Some people may argue that its not necessary to change the order of RADIUS servers on the controllers because they will not use the node during the upgrade. Unfortunately once you have 1.4 equivalent up you don’t want your NADs to start using it immediately and that would happen if it was a Primary Radius Server with Fallback enabled. The controllers won’t know that you haven’t joined it to Active Directory yet and that is the main reason why I always recommend controller fail-over.

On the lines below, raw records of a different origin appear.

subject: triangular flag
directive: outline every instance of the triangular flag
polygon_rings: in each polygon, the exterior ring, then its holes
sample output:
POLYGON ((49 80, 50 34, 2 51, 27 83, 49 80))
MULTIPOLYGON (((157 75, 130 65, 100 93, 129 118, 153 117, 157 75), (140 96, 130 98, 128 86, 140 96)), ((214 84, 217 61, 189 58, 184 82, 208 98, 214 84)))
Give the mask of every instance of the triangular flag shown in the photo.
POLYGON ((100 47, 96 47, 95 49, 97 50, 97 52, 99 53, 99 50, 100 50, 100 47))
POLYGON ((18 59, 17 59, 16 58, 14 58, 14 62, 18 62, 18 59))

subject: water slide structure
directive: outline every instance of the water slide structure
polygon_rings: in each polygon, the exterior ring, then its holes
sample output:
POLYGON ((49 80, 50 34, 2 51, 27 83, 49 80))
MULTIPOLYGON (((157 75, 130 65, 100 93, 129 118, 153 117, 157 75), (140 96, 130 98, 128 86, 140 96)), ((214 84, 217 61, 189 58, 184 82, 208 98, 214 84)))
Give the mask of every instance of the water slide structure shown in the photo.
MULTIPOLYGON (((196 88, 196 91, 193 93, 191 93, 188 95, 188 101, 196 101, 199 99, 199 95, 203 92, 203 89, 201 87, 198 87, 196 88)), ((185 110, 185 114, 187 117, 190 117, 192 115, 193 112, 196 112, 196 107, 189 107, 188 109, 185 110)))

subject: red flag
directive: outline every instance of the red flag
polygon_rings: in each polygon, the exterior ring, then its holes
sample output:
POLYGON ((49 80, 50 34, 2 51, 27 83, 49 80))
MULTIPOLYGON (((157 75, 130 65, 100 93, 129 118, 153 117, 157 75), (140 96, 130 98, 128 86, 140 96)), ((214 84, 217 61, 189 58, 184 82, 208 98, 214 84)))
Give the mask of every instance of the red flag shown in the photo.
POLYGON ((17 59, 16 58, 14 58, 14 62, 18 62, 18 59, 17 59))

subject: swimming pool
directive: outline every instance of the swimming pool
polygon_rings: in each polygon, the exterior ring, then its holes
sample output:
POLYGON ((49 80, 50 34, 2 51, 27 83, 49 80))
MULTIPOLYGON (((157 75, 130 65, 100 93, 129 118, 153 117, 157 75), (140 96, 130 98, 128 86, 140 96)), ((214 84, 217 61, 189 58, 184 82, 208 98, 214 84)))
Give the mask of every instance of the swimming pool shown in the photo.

Stage 4 – upgrading remaining admin & monitor nodes

The procedure to upgrade the remaining Admin and Monitor nodes is the same like for policy nodes except from the requirement to perform WLC fail-over. In the end of it make sure to:

  • re-host the license
  • test backups
  • test all services like authentication, on-boarding, guest access

This upgrade was basically a mixture of backup-restore method with inline upgrade. I haven’t tried restoring 1.1.4 backup directly on 1.4 software yet because I thought this was too much of a jump. I have used backup-restore method many times while upgrading 1.2 to 1.4 or 1.3 to 1.4 and I expect this method will soon become Cisco recommended. It is a lot cleaner than trying to follow the official guide and it lets you have fresh install on all of the nodes. Please post any comments here.